The 16% for social influences is also very interesting. This means that because the public (people like your parents or even you) are becoming more aware of autism and have come in contact with someone with autism, the potential for someone else to be diagnosed is heightened. For example, lets say you have two neighbor kids. One has been diagnosed with autism. The other has always acted a bit different but does not currently have a diagnoses. Because the parent of the first child got the diagnosis, there is a greater chance that the other parent will say something like "well, my child does a lot of the same things as our neighbor friend, maybe I should get my child tested to see if they have autism too". This, then, increases the numbers of kids with autism.
The advanced age of parents is a large chunk as well. There are actually a lot of studies that say that older parents (I believe the term "older" means above the age of 40) can cause a lot of different disabilities or syndromes, such as Down Syndrome. With our improving medical science, this actually seems to be decreasing though. Or most older people are no longer trying to have kids.

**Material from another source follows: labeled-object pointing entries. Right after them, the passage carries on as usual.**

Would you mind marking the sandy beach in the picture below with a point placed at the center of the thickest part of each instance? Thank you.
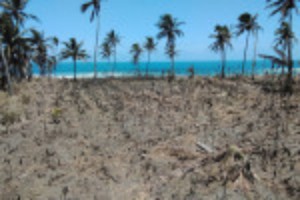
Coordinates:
(203, 138)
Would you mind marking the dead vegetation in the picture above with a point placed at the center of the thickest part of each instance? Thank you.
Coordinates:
(200, 138)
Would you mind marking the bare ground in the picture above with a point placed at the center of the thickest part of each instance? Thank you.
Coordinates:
(149, 139)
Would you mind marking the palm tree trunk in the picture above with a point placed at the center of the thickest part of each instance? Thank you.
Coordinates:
(245, 53)
(173, 65)
(96, 46)
(223, 63)
(254, 56)
(115, 59)
(75, 69)
(147, 68)
(9, 88)
(290, 57)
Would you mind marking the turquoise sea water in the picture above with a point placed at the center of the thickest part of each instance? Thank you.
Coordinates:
(202, 68)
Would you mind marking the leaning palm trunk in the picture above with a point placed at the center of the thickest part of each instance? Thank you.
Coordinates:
(173, 66)
(254, 56)
(115, 60)
(245, 53)
(9, 88)
(148, 63)
(223, 63)
(96, 47)
(290, 59)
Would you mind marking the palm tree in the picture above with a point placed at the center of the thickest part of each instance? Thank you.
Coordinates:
(96, 7)
(169, 28)
(15, 8)
(247, 24)
(4, 23)
(150, 46)
(106, 51)
(285, 8)
(40, 45)
(283, 36)
(222, 37)
(74, 50)
(136, 52)
(113, 39)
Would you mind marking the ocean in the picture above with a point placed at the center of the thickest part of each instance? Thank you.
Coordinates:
(123, 69)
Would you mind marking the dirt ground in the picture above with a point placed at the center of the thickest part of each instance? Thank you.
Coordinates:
(149, 139)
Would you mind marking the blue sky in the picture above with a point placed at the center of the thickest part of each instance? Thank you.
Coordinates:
(133, 20)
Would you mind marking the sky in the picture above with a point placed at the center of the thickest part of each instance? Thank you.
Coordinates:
(133, 20)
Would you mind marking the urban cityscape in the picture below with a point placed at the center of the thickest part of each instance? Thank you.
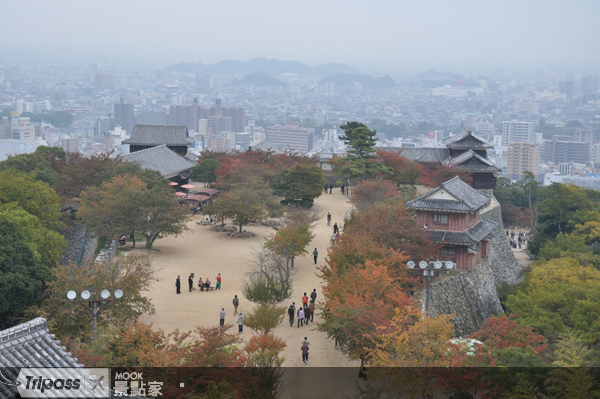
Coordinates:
(367, 200)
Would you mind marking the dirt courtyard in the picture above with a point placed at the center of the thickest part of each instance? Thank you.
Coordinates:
(206, 253)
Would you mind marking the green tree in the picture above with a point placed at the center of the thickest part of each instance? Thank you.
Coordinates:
(127, 204)
(33, 196)
(362, 161)
(290, 241)
(205, 171)
(22, 273)
(299, 182)
(35, 164)
(246, 202)
(112, 209)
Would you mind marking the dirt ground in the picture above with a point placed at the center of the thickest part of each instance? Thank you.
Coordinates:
(206, 253)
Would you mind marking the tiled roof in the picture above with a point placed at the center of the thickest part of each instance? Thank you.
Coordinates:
(423, 155)
(477, 164)
(162, 159)
(469, 199)
(157, 135)
(267, 146)
(474, 235)
(466, 139)
(30, 345)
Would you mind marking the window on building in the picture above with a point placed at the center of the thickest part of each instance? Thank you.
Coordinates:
(448, 252)
(440, 218)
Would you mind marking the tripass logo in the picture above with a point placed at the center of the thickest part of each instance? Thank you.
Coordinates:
(63, 382)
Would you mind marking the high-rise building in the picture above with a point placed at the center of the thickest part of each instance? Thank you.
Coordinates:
(158, 118)
(103, 81)
(70, 145)
(589, 84)
(219, 118)
(22, 129)
(522, 157)
(566, 87)
(517, 132)
(560, 150)
(103, 126)
(530, 108)
(124, 116)
(291, 136)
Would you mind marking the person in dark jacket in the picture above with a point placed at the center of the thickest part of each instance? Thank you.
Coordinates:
(291, 314)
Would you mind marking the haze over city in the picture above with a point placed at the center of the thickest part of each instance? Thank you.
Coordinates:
(379, 35)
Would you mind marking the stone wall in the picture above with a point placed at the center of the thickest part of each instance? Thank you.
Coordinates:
(75, 234)
(504, 264)
(471, 296)
(108, 253)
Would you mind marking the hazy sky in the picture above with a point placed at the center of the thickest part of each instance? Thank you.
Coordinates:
(362, 33)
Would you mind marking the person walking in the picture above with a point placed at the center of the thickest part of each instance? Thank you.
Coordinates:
(236, 303)
(291, 313)
(304, 350)
(300, 317)
(313, 296)
(241, 322)
(306, 314)
(222, 316)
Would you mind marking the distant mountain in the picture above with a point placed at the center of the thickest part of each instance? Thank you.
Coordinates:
(260, 79)
(366, 80)
(272, 66)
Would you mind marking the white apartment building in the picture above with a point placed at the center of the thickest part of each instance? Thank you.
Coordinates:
(517, 132)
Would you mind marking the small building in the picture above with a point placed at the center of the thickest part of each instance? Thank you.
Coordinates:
(148, 136)
(451, 215)
(160, 158)
(463, 150)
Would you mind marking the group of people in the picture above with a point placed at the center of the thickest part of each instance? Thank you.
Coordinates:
(519, 241)
(335, 237)
(306, 312)
(201, 284)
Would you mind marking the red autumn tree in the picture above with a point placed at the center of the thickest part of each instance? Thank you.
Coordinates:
(403, 170)
(503, 332)
(365, 283)
(392, 224)
(434, 175)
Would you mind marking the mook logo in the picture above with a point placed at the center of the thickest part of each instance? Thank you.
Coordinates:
(63, 382)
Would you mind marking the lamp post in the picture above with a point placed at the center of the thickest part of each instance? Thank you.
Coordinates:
(97, 304)
(429, 271)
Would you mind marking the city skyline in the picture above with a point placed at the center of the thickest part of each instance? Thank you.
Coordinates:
(371, 36)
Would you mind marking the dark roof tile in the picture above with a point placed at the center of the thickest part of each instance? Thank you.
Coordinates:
(157, 135)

Geographic clustering is also quite an interesting thing too. (I seem to find all of these statistics interesting!) For some reason certain areas of the country have more people being diagnosed with autism than other areas. There are many ideas as to why this is happening. Maybe it's an environmental issue in the area (Chemicals? Certain foods being offered? Etc.), maybe those doctors are over-diagnosing, or maybe there are just more kids being born in that area. It's hard to say. One interesting article that I read a few weeks ago stated that there are currently 4 cases of kids diagnosed with autism in the Amish community, and those 4 kids were all adopted from a different country or somewhere outside of the Amish community. So what is it that we are being exposed to that kids in the Amish community are not? Fascinating!
Regardless of all of these statistics, there has been a large influx of kids with autism. This is one of the reasons why we have started this class here at JJHS! Within our school district alone, we have 68 students with their primary disability being autism. That's a lot! This is a growing population that eventually will need jobs, places to live, and things to do. Guess who will be working with them, living near them and hanging out with them? You! If we can better train you how to help our students with autism, not only will it help you to understand them in the long-run, but it will also help you to work with and help them! You are (or will be) learning skills that will help a lot of people throughout your whole life.
Whew! That was a lot of information! You have two simple things to do for homework (besides journals!). Please head over to the homework tab to check out what it is! And remember, you all are doing an AMAZING job! The boys are all so blessed to have you in their lives!
I hope you all have a wonderful weekend! Look forward to seeing you this coming week!